Capítulo 231 - Transplante

— Será que nascem de novo se eu cortar?
A pergunta ficou no ar, e Ana não esperou resposta. O incômodo não era filosófico, era logístico: a falta de uma mesa decente para alguém com braços nas costas.
Resolveu do jeito que resolve quase tudo — com uma gambiarra competente. Empurrou duas mesas, encaixou duas tábuas, abriu um vão no meio e deitou Niala ali, os quatro braços pendendo pelo buraco. Feio, mas funcional. Ao lado, em outra mesa, o corpo de Calico Jack insistia em existir pelo olfato; um cheiro doce e nauseante que obrigou Alex e Luiz a apertarem o nariz.
— Se era tão fácil assim matar ele, você devia ter feito antes… — Alex falou sem emoção, já estendendo o bisturi quando Ana levantou o queixo num pedido mudo.
— Não queria. Digo, não ainda. — Ela girou o instrumento entre os dedos, testando o peso. — Eu ia voltar mês que vem, bem a tempo do festival. É que o poder desse cara era perfeito pra dar um pontapé nos meus planos.

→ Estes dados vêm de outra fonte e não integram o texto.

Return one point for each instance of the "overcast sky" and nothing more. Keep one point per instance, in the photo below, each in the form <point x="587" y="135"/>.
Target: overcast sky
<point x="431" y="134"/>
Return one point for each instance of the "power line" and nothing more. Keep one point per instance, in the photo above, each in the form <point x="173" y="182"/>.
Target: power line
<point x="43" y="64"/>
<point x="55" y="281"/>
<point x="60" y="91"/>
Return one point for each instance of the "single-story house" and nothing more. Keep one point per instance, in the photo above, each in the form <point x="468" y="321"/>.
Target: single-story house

— Planos? — Luiz manteve os olhos nos movimentos dela. Não confiava na sanidade da capitã dentro daquele navio. — Na verdade, fodam-se os planos. Ela tá só desmaiada. Por que você tá abrindo o peito dela?
Ana interrompeu o corte por meio segundo, abriu e fechou as mãos no ar como quem procura uma palavra e encontra outra, menos honesta. Deu de ombros, voltou ao serviço. Voltou também para a pergunta original.
— Eu já deixei claro: o mundo é meu. — A voz saiu mais alta do que devia, e a força na mão também, fazendo um jato curto de sangue salpicar a tábua. — Tenho que começar minha reconquista de algum lugar.
Os dois se entreolharam. Não era esse o discurso que queriam ouvir, nem o tom. Alex bufou.
— A gente já não tinha falado sobre isso? Se ia fazer dessa forma, pra que eu tô há meses esperando aquela porcaria de Leviathan?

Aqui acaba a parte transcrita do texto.